Mapping invasive alien species in grassland ecosystems using airborne imaging spectroscopy and remotely observable vegetation functional traits

Abstract

Lespedeza cuneata (sericea lespedeza; hereafter “sericea”) is an invasive species brought to the U.S. from East Asia in the 1890s to be used as forage. However, it has now become a growing ecological and economic threat in grasslands of several states in the U.S. southern Great Plains including Oklahoma, Kansas, Missouri, and Nebraska. Here, we demonstrate the capability of airborne imaging spectroscopy to map sericea in a large natural grassland within the Tallgrass Prairie Preserve, the largest protected tallgrass prairie in the world, located in northeastern Oklahoma. Through this research, we investigated which remotely observable vegetation functional traits (referring to biochemical, physiological, and structural traits) contribute to distinguishing sericea from co-occurring native species and whether we can detect sericea remotely through quantifying these functional traits using imaging spectroscopic data (also known as hyperspectral data). To achieve these objectives, full-range airborne hyperspectral data with spatial resolution of 1 m were collected from the study area in August 2020. In addition, a total of 12 vegetation functional traits were measured through field sampling for model development. We first identified functional traits that contributed to separating sericea from other species, and then used them in a classification model to detect sericea in our study site.
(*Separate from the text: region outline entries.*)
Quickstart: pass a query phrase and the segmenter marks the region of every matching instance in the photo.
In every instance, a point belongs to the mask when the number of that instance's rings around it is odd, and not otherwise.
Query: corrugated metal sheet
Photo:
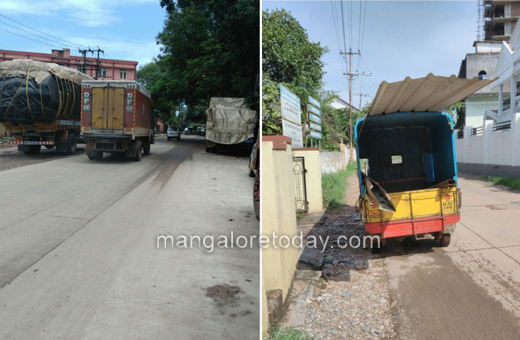
[[[475,91],[494,82],[495,79],[479,80],[434,76],[411,79],[379,85],[376,97],[368,111],[369,116],[394,112],[443,111],[460,102]]]

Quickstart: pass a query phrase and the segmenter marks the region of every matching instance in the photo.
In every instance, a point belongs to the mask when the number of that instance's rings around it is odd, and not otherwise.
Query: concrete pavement
[[[257,339],[259,250],[157,249],[258,235],[247,157],[159,141],[141,162],[66,157],[0,175],[1,339]],[[207,289],[239,288],[214,301]]]
[[[460,179],[461,221],[448,248],[383,250],[400,339],[518,339],[520,194]]]

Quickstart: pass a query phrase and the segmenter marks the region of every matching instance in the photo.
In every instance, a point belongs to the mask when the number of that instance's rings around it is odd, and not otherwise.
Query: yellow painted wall
[[[293,151],[295,157],[304,157],[305,184],[307,187],[307,201],[309,202],[309,213],[323,211],[323,194],[321,190],[321,163],[319,150],[297,150]]]
[[[291,289],[298,263],[298,249],[274,249],[273,233],[291,240],[296,235],[296,206],[291,144],[286,142],[262,141],[262,235],[271,240],[268,248],[262,249],[262,300],[267,291],[281,289],[284,302]],[[286,150],[273,146],[286,145]],[[285,242],[284,242],[285,245]],[[262,331],[268,330],[267,304],[262,304]]]

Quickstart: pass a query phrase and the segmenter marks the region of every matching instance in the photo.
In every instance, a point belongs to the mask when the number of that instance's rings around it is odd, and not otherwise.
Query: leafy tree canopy
[[[252,99],[259,74],[258,0],[161,0],[167,11],[159,64],[167,97],[204,120],[211,97]]]

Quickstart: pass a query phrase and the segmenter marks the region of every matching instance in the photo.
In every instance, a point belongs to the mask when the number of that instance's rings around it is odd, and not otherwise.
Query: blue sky
[[[142,65],[159,53],[155,38],[162,31],[166,11],[159,0],[0,0],[0,14],[73,43],[52,42],[23,32],[17,28],[53,39],[0,16],[0,49],[50,53],[68,47],[71,54],[79,56],[77,44],[99,46],[107,58]]]
[[[363,93],[368,93],[369,97],[363,98],[362,105],[373,99],[383,80],[395,82],[406,76],[420,78],[430,72],[441,76],[457,75],[466,53],[474,52],[476,1],[368,1],[366,4],[365,29],[361,30],[364,32],[361,61],[358,56],[352,59],[353,73],[372,73],[371,77],[364,78]],[[290,11],[307,30],[311,41],[328,47],[329,52],[322,58],[327,72],[325,88],[339,92],[340,97],[348,101],[348,80],[343,76],[347,68],[339,54],[339,49],[344,49],[340,5],[340,1],[263,0],[262,9]],[[349,6],[352,7],[352,29]],[[365,2],[363,13],[364,6]],[[343,9],[346,47],[349,49],[350,45],[353,52],[357,52],[361,47],[360,2],[345,1]],[[361,77],[355,78],[353,83],[352,92],[359,94]],[[359,106],[359,95],[352,98],[352,104]]]

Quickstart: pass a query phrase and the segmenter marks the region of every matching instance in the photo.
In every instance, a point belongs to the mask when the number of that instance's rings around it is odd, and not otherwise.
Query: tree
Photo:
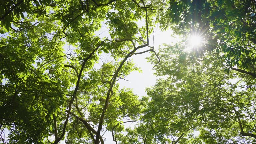
[[[148,94],[150,103],[170,107],[151,106],[146,111],[158,115],[167,109],[169,113],[150,120],[166,128],[186,119],[173,115],[197,118],[194,121],[198,125],[190,121],[173,127],[179,130],[176,133],[183,133],[182,128],[191,124],[200,132],[198,137],[191,138],[193,131],[186,130],[188,135],[181,139],[187,141],[180,141],[182,143],[255,142],[255,2],[173,0],[169,4],[161,20],[162,28],[170,27],[184,39],[199,35],[205,43],[190,53],[184,50],[186,42],[160,50],[156,74],[167,78],[159,79]],[[149,60],[158,61],[152,57]],[[168,116],[172,118],[161,119]],[[162,136],[175,136],[173,130],[164,132]],[[182,140],[178,138],[173,143]]]
[[[153,18],[166,4],[135,0],[1,3],[0,127],[1,133],[5,129],[10,131],[6,142],[57,144],[66,134],[67,143],[102,144],[103,127],[116,141],[114,134],[129,122],[121,120],[136,121],[142,103],[116,82],[139,70],[129,58],[154,51],[149,35]],[[139,21],[144,24],[138,25]],[[94,33],[103,23],[110,36],[101,38]],[[97,68],[94,64],[102,55],[112,60]]]

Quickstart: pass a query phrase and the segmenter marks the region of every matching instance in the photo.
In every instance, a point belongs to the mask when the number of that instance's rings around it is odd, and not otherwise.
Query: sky
[[[139,24],[142,24],[141,23]],[[95,32],[96,35],[99,35],[101,38],[103,38],[105,37],[109,37],[108,30],[103,24],[101,29],[99,31]],[[154,31],[154,34],[152,34],[149,36],[149,45],[152,46],[153,39],[154,39],[154,46],[156,52],[159,46],[162,44],[171,44],[175,43],[179,39],[174,37],[171,36],[173,33],[170,30],[162,31],[160,28],[158,28],[159,25],[157,25],[157,27]],[[154,38],[154,39],[153,38]],[[144,51],[149,49],[146,48],[140,51]],[[129,81],[120,79],[118,82],[120,84],[120,88],[126,88],[132,89],[134,93],[140,96],[145,96],[147,93],[145,91],[146,88],[153,86],[156,82],[157,78],[153,74],[154,71],[152,69],[154,64],[151,64],[147,62],[146,58],[150,56],[151,54],[149,52],[144,54],[133,55],[131,59],[132,59],[133,62],[136,64],[137,67],[140,68],[142,72],[140,73],[137,71],[132,72],[129,75],[125,78],[125,79]],[[125,120],[124,121],[125,121]],[[128,123],[125,124],[125,128],[128,127],[132,127],[136,124],[136,123]],[[103,132],[101,133],[103,134]],[[104,135],[106,138],[106,144],[114,144],[115,142],[112,139],[111,132],[107,132]]]

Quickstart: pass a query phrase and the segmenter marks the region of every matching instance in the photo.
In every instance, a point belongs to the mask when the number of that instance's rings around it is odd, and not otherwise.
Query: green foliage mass
[[[1,142],[103,144],[108,131],[116,143],[256,143],[256,7],[1,1]],[[184,40],[156,52],[149,36],[158,23]],[[95,34],[103,26],[104,37]],[[193,35],[204,42],[186,51]],[[147,96],[119,88],[117,81],[140,70],[129,58],[149,51],[160,78]]]

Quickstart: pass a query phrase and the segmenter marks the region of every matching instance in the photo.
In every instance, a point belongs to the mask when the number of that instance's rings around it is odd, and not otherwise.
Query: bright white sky
[[[96,35],[99,35],[100,37],[102,38],[105,37],[109,37],[108,30],[104,24],[102,25],[103,26],[102,28],[95,33],[95,34]],[[170,30],[163,32],[161,31],[159,28],[156,28],[155,29],[154,46],[157,52],[159,46],[162,44],[165,43],[171,44],[179,40],[179,39],[174,38],[171,36],[173,32]],[[152,46],[153,44],[153,34],[150,36],[149,45],[151,46]],[[140,51],[143,51],[149,49],[146,48],[143,48],[144,49],[143,50]],[[151,64],[145,59],[146,57],[149,56],[151,55],[151,53],[148,52],[140,55],[133,55],[131,57],[131,58],[133,60],[136,66],[141,68],[142,72],[139,73],[137,71],[132,72],[125,78],[125,79],[129,81],[123,80],[118,81],[121,88],[124,87],[131,88],[133,89],[133,92],[135,94],[140,96],[147,95],[147,94],[145,92],[145,89],[154,85],[157,79],[157,77],[153,74],[154,70],[152,69],[154,65]],[[125,120],[124,121],[125,121]],[[126,128],[129,126],[133,127],[135,124],[135,123],[127,123],[125,124],[125,126]],[[112,140],[111,132],[106,132],[104,134],[104,137],[106,138],[106,144],[115,143],[115,142]]]

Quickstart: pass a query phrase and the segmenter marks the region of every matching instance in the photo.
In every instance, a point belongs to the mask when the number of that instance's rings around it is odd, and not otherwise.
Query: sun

We found total carotenoids (sum of neoxanthin, violaxanthin, antheraxanthin, zeaxanthin, and lutein), chlorophyll a + b (sum of chlorophyll a and chlorophyll b), total nitrogen, canopy height, potassium, and magnesium as the main functional traits contributing to the detection of sericea; an overall classification accuracy of approximately 94% was reported. However, the proposed approach overestimated sericea cover in species-rich plant communities. Overall, our findings demonstrated an essential role for airborne remote sensing in 1) direct mapping of invasive plants and 2) quantifying functional traits associated with success strategies of invasive species. Eventually, experiments like ours can aid in developing large-scale and science-driven management practices to both identify the current extent, and to control the spread of invasive species in grasslands and similar short-stature environments. This will not only improve management practices but will have major societal and economic benefits.